Treatment of Panniculitis
The treatment of panniculitis should be guided by the specific type of panniculitis, with alpha-1 antitrypsin (AAT) deficiency testing being essential in all cases of biopsy-proven severe panniculitis, as augmentation therapy with purified human AAT or fresh frozen plasma is the most effective treatment for AAT deficiency-associated panniculitis. 1
Diagnosis and Classification
Before initiating treatment, proper diagnosis is crucial:
- Deep excisional biopsy: Essential for histopathological evaluation to determine the type of panniculitis (septal vs. lobular, with or without vasculitis) 1
- Laboratory testing:
- Alpha-1 antitrypsin (AAT) levels for all cases of severe panniculitis 1
- Additional tests based on clinical suspicion (inflammatory markers, specific infections)
Treatment Algorithm
1. AAT Deficiency-Associated Panniculitis
- First-line: Augmentation therapy with purified human AAT or fresh frozen plasma 1
- Alternative: Dapsone alone or combined with augmentation therapy for less severe cases 1
- Note: Corticosteroids, antibiotics, and cytostatic drugs are ineffective in this form 1
2. Erythema Nodosum (Most Common Septal Panniculitis)

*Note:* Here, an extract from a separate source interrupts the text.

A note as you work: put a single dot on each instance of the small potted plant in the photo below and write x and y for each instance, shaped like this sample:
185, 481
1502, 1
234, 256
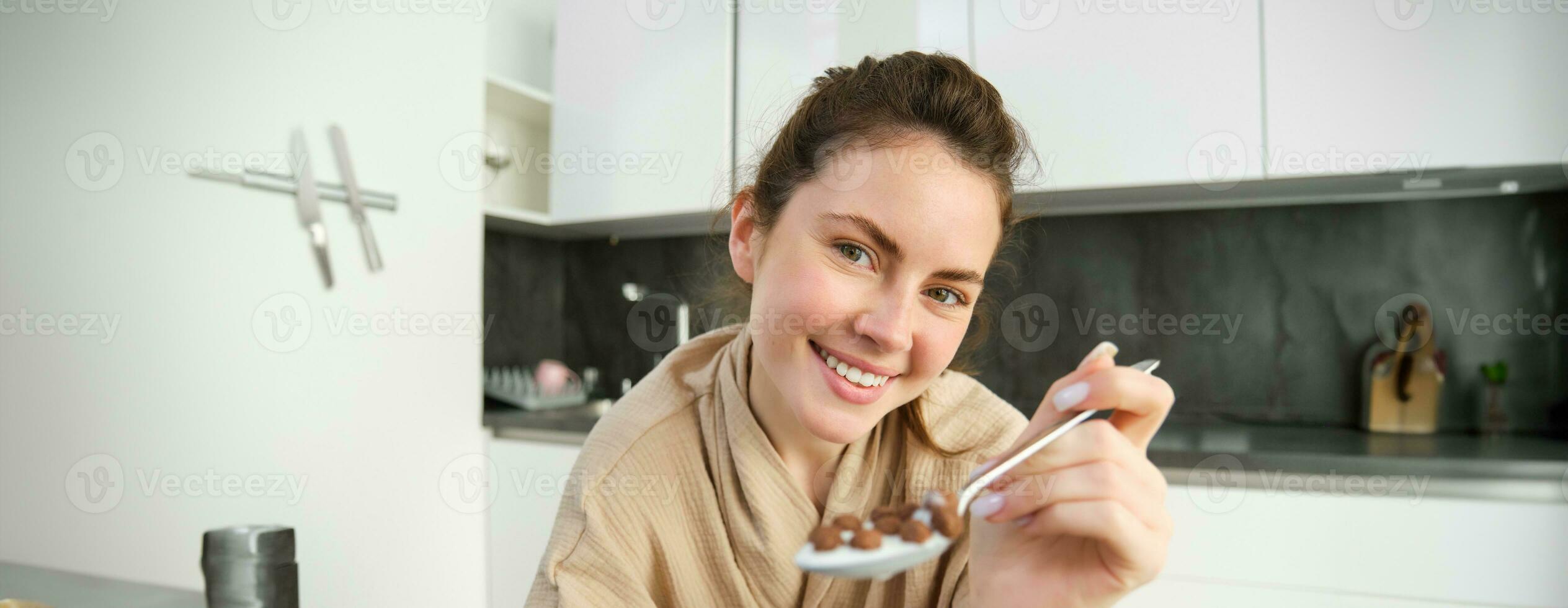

- First-line: Treatment of the underlying IBD or other triggering condition 2
- Second-line: Systemic corticosteroids for severe cases 2
- Refractory cases: Immunomodulators (azathioprine) or anti-TNF agents (infliximab, adalimumab) 2
- Note: Even without specific therapy, EN typically resolves spontaneously 3
3. Pyoderma Gangrenosum (PG)
- Goal: Rapid healing to prevent debilitating outcomes 2
- First-line: Systemic corticosteroids 2
- Refractory cases:
- Topical option: Tacrolimus for localized cases 2
4. Other Types of Panniculitis
- Initial treatment: Prednisone 1 mg/kg/day (up to 80 mg/day) for 1 month before tapering 1
- Severe cases: IV pulse methylprednisolone 500-1000 mg/day for 3-5 days before transitioning to oral prednisone 1
- Tapering schedule: Aim for low-dose (≤10 mg/day) or complete withdrawal if possible 1
5. Special Cases
Clonal Cytophagic Histiocytic Panniculitis
- Cyclosporin A has shown efficacy 2
Subcutaneous Panniculitis-like T-cell Lymphoma with HLH Features
- Cyclosporin A may be effective 2
Malignancy-Associated Panniculitis
- Treatment depends on the underlying malignancy 2
- Etoposide has shown better survival outcomes in secondary HLH compared to treatment directed only at the underlying pathology 2
Monitoring and Follow-up
- Assess for new lesions and healing of existing lesions every 1-2 weeks during initial treatment 1
- Monitor for steroid-related adverse effects if using corticosteroids:
- Blood pressure
- Blood glucose
- Weight changes
- Mood alterations
- Signs of infection 1
Common Pitfalls to Avoid
- Failure to test for AAT deficiency in severe panniculitis cases, leading to inappropriate treatment 1
- Inappropriate steroid use in AAT deficiency-associated panniculitis (ineffective and potentially harmful) 1
- Inadequate biopsy specimens - large-scalpel incisional biopsies are required for proper diagnosis 4
- Delayed treatment of PG - rapid healing should be the goal as it can become debilitating 2
- Overlooking drug-induced panniculitis - common causative drugs include oral contraceptives, NSAIDs, antibiotics, and leukotriene-modifying agents 5
By following this structured approach based on the specific type of panniculitis, clinicians can provide effective treatment while minimizing complications and improving outcomes.